Forecasting the precipitation is needed for water resources management and planning, irrigation scheduling and flood modeling. The purpose of this research is to obtain short-term forecasts of the daily precipitation (1-, 2-, and 3-day-ahead) at 28 sites located in various climate regions over the contiguous United States. To this end, daily precipitation data for the study sites are collected from 1995 to 2019. Data from 1995 to 2014 and from 2015 to 2019 are considered respectively in the training and forecasting steps. The precipitation forecasts are obtained using three artificial intelligence models: wavelet particle swarm optimization adaptive neuro-fuzzy inference system (WPSOANFIS), wavelet group method of data handling (WGMDH), and wavelet long short-term memory (WLSTM). The 28-site-average mean absolute errors of 1-day-ahead precipitation forecasts from WLSTM, WGMDH, and WPSOANFIS are respectively, 0.65, 0.77, and 1.31 mm/d. The 28-site mean root mean square error (RMSE) and coefficient of determination (R2) for the WLSTM are 1.47 mm/d and 0.91, respectively. The average RMSE and R2 for WGMDH (WPSOANFIS) are respectively 1.66 mm/d and 0.88 (3.09 mm/d and 0.59).
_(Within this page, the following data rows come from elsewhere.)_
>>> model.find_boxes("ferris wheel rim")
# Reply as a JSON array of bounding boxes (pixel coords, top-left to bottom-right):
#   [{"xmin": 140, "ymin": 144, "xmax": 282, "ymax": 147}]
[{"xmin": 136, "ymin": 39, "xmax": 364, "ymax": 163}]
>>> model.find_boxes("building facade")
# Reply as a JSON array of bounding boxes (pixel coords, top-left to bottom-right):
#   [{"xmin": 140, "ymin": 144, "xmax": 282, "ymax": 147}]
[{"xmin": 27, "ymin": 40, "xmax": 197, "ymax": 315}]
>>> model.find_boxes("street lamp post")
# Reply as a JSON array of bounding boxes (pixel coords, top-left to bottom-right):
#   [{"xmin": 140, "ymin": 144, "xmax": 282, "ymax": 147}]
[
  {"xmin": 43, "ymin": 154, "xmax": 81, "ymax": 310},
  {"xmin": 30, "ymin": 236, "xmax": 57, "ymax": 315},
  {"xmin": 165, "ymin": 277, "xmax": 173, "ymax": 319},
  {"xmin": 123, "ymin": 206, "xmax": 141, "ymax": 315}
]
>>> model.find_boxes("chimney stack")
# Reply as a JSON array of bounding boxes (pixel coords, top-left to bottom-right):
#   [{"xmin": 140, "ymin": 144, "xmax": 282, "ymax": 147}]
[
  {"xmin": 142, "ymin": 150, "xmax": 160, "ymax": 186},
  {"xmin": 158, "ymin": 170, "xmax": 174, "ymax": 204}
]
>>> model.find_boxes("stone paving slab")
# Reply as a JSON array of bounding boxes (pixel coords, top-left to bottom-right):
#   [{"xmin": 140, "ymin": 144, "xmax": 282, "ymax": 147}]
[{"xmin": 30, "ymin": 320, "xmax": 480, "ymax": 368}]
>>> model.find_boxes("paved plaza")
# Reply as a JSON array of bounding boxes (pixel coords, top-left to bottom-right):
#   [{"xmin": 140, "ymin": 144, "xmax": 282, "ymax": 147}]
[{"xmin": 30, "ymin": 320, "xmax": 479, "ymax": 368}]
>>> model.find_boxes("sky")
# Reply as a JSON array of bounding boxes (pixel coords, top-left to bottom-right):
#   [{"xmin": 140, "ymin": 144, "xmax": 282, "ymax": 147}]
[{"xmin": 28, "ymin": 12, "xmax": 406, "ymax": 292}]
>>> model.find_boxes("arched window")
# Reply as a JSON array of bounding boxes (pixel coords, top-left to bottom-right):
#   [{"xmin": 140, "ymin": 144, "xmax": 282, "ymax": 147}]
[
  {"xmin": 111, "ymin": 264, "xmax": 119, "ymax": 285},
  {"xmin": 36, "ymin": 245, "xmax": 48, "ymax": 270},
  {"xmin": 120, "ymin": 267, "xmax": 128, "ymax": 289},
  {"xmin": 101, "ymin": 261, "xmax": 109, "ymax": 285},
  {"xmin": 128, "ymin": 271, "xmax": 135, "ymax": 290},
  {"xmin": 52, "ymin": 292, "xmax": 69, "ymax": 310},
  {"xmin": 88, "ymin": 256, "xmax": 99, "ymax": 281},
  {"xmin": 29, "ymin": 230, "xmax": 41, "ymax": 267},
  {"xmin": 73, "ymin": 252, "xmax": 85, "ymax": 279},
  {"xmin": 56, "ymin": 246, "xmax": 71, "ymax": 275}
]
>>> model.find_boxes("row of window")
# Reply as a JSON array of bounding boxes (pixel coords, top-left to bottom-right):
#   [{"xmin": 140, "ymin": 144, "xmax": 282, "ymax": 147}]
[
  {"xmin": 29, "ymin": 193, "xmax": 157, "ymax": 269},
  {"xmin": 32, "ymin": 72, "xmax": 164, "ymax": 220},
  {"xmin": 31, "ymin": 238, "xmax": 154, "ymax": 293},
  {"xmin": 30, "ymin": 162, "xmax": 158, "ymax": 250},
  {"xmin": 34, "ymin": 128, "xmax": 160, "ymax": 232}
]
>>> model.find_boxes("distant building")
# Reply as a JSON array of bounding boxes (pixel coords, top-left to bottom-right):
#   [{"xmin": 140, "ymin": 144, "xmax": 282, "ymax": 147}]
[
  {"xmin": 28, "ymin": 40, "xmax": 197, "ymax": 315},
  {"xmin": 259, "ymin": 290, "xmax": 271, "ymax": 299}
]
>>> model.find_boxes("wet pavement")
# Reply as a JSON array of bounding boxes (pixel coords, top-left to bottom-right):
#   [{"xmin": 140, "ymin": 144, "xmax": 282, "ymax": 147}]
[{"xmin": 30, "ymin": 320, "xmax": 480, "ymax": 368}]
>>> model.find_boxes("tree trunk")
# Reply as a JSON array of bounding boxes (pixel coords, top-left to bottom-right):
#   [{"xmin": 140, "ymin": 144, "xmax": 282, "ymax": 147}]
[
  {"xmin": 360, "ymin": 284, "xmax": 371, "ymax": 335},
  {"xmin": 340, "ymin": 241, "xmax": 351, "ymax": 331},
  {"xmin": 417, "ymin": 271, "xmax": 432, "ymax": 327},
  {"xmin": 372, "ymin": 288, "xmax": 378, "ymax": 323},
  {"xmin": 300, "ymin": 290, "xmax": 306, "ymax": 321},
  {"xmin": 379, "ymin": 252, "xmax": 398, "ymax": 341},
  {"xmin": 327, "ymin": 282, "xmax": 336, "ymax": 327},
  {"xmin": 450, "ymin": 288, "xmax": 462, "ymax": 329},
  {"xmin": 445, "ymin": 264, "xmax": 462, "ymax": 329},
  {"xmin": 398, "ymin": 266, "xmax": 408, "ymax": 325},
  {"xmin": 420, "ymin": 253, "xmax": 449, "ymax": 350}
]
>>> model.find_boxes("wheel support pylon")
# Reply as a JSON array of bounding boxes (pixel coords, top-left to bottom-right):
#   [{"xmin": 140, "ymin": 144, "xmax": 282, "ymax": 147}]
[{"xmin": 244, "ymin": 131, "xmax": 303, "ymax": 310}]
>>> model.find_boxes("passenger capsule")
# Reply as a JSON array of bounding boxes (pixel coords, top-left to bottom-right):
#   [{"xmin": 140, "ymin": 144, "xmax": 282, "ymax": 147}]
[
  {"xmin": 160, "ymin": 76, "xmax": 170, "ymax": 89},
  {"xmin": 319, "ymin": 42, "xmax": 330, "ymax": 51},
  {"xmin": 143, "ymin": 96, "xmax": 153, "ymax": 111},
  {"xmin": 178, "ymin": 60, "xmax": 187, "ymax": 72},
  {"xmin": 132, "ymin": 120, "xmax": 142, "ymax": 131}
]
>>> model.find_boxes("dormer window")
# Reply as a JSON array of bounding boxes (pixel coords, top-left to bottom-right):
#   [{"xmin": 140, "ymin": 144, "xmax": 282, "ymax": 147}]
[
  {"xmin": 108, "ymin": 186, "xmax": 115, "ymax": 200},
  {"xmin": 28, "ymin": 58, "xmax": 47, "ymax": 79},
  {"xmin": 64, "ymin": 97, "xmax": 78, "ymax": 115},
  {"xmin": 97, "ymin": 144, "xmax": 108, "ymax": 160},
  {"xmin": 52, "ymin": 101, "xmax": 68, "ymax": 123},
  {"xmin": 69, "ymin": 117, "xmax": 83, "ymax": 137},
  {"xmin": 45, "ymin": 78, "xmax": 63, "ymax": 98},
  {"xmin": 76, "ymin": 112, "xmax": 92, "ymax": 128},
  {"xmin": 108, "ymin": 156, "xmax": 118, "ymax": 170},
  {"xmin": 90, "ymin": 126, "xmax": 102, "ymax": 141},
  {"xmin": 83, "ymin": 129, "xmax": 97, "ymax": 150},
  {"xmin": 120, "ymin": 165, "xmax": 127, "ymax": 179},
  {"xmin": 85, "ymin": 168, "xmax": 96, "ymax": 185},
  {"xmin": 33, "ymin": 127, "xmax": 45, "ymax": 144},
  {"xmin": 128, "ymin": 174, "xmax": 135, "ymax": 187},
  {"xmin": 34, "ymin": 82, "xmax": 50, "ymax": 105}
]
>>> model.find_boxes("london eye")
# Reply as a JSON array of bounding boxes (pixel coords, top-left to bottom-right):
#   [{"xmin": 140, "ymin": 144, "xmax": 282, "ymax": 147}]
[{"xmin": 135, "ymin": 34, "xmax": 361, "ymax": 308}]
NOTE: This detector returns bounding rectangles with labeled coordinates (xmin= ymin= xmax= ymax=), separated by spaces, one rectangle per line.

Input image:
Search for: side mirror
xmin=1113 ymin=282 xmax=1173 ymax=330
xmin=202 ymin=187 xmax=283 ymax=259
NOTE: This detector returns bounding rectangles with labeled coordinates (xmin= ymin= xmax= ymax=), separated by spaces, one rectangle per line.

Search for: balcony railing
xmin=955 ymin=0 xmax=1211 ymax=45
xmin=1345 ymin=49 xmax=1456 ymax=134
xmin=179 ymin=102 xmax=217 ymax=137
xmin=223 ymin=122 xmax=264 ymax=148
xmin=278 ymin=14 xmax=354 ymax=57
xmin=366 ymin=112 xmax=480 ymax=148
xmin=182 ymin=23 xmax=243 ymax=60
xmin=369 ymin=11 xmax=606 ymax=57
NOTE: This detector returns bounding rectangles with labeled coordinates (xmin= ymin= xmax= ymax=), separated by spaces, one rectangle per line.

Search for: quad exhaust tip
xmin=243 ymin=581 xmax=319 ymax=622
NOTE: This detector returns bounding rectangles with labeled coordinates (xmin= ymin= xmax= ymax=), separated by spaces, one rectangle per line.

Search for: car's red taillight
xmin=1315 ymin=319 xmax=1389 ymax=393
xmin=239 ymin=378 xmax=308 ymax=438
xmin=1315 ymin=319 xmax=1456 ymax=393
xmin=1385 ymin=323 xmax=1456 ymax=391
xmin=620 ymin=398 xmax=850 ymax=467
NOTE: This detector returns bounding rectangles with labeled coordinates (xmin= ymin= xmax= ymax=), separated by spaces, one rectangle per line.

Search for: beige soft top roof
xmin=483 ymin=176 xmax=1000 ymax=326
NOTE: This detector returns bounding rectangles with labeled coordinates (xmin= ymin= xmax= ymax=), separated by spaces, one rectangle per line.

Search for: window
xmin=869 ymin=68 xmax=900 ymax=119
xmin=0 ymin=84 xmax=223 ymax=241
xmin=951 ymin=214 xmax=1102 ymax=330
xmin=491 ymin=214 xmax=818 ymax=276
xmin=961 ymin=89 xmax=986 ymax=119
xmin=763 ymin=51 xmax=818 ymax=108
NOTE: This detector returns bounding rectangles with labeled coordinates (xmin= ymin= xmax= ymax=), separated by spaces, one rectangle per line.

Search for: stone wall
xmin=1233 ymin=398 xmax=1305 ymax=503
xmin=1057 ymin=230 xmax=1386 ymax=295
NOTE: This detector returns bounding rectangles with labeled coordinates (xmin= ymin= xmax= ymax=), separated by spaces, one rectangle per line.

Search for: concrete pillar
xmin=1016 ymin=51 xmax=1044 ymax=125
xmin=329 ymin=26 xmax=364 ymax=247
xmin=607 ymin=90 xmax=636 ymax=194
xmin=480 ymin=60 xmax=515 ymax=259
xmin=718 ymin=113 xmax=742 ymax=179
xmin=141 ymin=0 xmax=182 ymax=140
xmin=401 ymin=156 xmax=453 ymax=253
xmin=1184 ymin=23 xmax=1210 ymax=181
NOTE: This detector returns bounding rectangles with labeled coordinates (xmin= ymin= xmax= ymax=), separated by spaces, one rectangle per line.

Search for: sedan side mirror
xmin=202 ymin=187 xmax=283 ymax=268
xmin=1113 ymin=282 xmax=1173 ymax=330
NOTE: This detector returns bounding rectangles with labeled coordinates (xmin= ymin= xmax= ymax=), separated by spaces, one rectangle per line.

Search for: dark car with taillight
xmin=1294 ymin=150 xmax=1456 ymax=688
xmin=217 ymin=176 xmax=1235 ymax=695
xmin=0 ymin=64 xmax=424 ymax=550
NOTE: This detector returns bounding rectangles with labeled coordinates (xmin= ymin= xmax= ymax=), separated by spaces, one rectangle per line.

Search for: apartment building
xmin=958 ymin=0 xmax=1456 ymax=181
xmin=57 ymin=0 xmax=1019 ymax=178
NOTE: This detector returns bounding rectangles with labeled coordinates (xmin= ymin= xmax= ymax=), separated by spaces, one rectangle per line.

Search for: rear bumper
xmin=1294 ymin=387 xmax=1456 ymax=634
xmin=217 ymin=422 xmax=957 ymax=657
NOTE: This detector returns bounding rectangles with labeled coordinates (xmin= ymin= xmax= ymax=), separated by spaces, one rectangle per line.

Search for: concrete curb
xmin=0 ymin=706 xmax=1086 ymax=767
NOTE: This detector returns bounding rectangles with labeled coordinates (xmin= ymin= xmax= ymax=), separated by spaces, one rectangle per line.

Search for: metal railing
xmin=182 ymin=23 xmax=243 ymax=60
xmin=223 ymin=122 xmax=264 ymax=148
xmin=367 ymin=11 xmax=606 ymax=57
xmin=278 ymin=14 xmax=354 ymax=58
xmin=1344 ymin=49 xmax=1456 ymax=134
WGMDH outperforms WLSTM and WPSOANFIS in 2- and 3-day-ahead precipitation forecasting. The machine learning techniques show their best results in the West and Southwest climate zones that have the lowest standard deviation of daily precipitation measurements. Lower accuracies are observed for sites with the largest standard deviations of daily precipitation observations, particularly in the 2- and 3-day-ahead horizons. Deep learning techniques (i.e., WGMDH and WLSTM) generate more accurate precipitation forecasts than WPSOANFIS. The 1-, 2-, and 3-day-ahead precipitations obtained using the proposed models are more accurate than those obtained using existing models.